An electrochemical cell consists of a standard hydrogen electrode and a copper metal electrode. a. What is the potential of the cell at \(25^{\circ} \mathrm{C}\) if the copper electrode is placed in a solution in which \(\left[\mathrm{Cu}^{2+}\right]=\) \(2.5 \times 10^{-4} \mathrm{M} ?\) b. The copper electrode is placed in a solution of unknown \(\left[\mathrm{Cu}^{2+}\right] .\) The measured potential at \(25^{\circ} \mathrm{C}\) is \(0.195 \mathrm{V}\). What is \(\left[\mathrm{Cu}^{2+}\right] ?\) (Assume \(\mathrm{Cu}^{2+}\) is reduced.)

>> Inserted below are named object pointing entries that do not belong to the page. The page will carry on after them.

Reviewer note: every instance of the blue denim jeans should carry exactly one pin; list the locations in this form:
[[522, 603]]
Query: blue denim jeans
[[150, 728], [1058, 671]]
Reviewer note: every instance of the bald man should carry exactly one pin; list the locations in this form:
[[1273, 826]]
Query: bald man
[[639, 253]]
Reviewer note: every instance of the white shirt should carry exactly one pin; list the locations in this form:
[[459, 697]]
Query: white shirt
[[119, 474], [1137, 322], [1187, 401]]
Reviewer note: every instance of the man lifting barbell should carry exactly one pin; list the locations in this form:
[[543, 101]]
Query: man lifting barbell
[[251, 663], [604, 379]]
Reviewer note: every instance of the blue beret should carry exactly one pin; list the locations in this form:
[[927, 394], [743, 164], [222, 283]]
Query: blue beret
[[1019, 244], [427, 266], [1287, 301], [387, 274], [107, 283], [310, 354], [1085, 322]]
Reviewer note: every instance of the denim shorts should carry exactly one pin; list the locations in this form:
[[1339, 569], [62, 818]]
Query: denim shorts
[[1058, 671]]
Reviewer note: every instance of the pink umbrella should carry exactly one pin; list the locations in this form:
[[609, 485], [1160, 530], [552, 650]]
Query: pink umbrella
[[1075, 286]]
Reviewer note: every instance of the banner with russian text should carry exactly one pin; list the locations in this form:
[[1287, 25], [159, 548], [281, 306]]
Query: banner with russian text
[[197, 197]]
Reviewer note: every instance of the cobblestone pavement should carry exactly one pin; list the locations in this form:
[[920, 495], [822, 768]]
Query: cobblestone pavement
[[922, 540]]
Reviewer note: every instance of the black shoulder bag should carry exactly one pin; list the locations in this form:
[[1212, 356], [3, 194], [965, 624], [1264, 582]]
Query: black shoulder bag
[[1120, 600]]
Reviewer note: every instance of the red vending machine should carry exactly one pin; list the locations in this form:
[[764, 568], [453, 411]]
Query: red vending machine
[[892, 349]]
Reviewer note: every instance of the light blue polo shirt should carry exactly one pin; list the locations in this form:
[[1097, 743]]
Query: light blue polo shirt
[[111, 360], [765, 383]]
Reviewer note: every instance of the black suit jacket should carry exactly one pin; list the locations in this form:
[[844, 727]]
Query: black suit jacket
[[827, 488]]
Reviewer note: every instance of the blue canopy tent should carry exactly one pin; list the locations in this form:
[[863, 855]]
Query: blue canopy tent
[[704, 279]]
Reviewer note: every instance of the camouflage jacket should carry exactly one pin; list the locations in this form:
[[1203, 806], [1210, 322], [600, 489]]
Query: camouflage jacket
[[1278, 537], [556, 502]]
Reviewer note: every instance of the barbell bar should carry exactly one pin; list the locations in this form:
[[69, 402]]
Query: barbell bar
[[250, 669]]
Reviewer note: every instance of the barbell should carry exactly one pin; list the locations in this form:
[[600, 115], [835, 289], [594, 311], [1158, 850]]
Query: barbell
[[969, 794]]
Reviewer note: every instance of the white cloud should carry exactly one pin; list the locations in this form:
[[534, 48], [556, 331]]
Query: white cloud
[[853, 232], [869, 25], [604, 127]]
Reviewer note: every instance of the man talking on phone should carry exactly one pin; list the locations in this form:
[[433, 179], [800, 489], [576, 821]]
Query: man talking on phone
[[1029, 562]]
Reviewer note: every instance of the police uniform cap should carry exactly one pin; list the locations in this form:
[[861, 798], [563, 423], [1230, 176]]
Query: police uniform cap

First, you need to write the half-cell reactions for the standard hydrogen electrode (SHE) and the copper electrode. The SHE half-cell reaction is defined as: \[ 2H^{+} (aq) + 2e^{-} \rightleftharpoons H_{2} (g) \ \ \ \ \ \ E^{0} = 0V \] For the copper electrode, we have the following half-cell reaction: \[ Cu^{2+} (aq) + 2e^{-} \rightleftharpoons Cu (s) \ \ \ \ \ \ E^{0} = +0.337V \] Now, we will proceed to calculate the cell potential for part (a).

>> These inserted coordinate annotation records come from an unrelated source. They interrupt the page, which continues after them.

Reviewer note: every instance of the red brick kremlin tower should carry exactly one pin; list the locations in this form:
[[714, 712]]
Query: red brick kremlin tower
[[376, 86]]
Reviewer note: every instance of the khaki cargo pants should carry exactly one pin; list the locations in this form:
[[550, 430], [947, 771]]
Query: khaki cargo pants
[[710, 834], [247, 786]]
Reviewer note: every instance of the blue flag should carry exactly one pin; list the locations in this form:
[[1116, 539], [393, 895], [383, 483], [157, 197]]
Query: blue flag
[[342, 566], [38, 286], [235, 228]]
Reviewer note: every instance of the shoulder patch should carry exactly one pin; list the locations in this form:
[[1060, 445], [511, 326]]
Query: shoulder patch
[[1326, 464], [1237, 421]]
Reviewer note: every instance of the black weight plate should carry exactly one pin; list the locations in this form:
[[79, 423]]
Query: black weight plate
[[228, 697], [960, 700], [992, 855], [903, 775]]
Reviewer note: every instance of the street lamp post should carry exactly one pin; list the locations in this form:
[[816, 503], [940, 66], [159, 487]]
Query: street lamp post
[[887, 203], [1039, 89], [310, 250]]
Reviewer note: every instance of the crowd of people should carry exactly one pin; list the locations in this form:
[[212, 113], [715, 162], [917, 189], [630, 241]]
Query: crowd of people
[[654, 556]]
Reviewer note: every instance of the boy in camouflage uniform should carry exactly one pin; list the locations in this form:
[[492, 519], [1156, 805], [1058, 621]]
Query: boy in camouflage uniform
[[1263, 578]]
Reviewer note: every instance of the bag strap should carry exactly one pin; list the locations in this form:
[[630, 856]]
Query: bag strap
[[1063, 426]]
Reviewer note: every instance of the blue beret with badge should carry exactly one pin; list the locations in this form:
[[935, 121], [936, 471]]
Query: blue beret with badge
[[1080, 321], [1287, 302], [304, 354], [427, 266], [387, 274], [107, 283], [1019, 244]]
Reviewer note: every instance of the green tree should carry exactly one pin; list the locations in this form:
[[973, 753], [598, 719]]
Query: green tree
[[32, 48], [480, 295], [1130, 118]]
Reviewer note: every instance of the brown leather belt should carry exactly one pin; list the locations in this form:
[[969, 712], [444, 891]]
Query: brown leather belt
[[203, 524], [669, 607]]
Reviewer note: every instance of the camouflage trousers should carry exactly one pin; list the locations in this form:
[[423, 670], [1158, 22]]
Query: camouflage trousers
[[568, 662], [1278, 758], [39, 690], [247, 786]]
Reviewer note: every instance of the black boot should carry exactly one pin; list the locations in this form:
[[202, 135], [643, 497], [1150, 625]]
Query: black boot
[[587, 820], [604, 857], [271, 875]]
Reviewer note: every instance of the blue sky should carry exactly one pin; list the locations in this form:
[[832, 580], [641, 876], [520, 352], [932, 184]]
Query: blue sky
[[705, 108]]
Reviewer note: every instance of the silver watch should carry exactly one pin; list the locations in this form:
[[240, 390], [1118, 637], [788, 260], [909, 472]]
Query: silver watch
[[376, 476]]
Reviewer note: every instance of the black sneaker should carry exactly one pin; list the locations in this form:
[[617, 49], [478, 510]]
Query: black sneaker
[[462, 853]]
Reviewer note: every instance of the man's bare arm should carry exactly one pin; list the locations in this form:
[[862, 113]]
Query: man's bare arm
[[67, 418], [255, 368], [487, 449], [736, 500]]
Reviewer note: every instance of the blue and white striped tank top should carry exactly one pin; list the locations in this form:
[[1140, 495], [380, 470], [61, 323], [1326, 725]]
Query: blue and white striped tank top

Now that we have the half-cell reactions, we need to calculate the potential for part (a). We will be using the Nernst equation, but in order to do that, we must write the overall cell reaction, which is the sum of the two half-cell reactions: \[ Cu^{2+} (aq) + H_{2} (g) \rightleftharpoons Cu (s) + 2H^{+} (aq) \] For case (a): \(\left[ \mathrm{Cu}^{2+} \right] = 2.5 \times 10^{-4} \mathrm{M}\) The Nernst equation for the cell reaction is: \[ E = E^{0} - \frac{RT}{nF} \times \ln{Q} \] where - \(E\) is the cell potential - \(E^{0}\) is the standard cell potential, which is the sum of the standard half-cell potentials - \(R\) is the gas constant (8.314 J/mol·K) - \(T\) is the temperature in Kelvin (for 25°C, T=298K) - \(n\) is the number of electrons transferred in the reaction (in this case, 2) - \(F\) is the Faraday's constant (96485 C/mol) - \(Q\) is the reaction quotient, which is: \[ Q=\frac{[\mathrm{H}^{+}]^{2}}{[\mathrm{Cu}^{2+}]}\] Now, calculate the cell potential for part (a).

First, we need to find \(E^{0}\) for the overall cell reaction by adding the standard reduction potentials of both half-cell reactions: \[ E^{0} = 0V + 0.337V = 0.337V \] Now, we can plug in the Nernst equation values: \[ E = 0.337V - \frac{8.314 \times 298}{2 \times 96485} \times \ln{\left(\frac{1}{2.5 \times 10^{-4}}\right)} \] Calculating the values, we get: \[ E \approx 0.34V \] Therefore, the cell potential at \(25^{\circ}\mathrm{C}\) for case (a) is approximately \(0.34V\). Now we can proceed to solve for case (b).

For case (b), we are given that the measured cell potential is \(0.195V\). We have to find the concentration of \(\mathrm{Cu}^{2+}\) ions in the solution. We'll use the Nernst equation again: \[ E = E^{0} - \frac{RT}{nF} \times \ln{Q} \] But this time, we will solve for \([\mathrm{Cu}^{2+}]\) by substituting the given values: \[ 0.195V = 0.337V - \frac{8.314 \times 298}{2 \times 96485} \times \ln{\left(\frac{1}{[\mathrm{Cu}^{2+}]}\right)} \]

We can now calculate the concentration of \(\mathrm{Cu}^{2+}\) ions by rearranging the equation: \[0.142V = \frac{8.314 \times 298}{2 \times 96485} \times \ln{\left(\frac{1}{[\mathrm{Cu}^{2+}]}\right)}\] Now, we can isolate the concentration term by raising \(e\) to the power of both sides of the equation: \[[\mathrm{Cu}^{2+}] = \frac{1}{e^{\frac{2 \times 96485 \times 0.142V}{8.314 \times 298}}}\] Calculating the values, we get: \[[\mathrm{Cu}^{2+}] \approx 6.5 \times 10^{-4} \mathrm{M}\] Thus, the concentration of \(\mathrm{Cu}^{2+}\) ions in case (b) is approximately \(6.5 \times 10^{-4} \mathrm{M}\).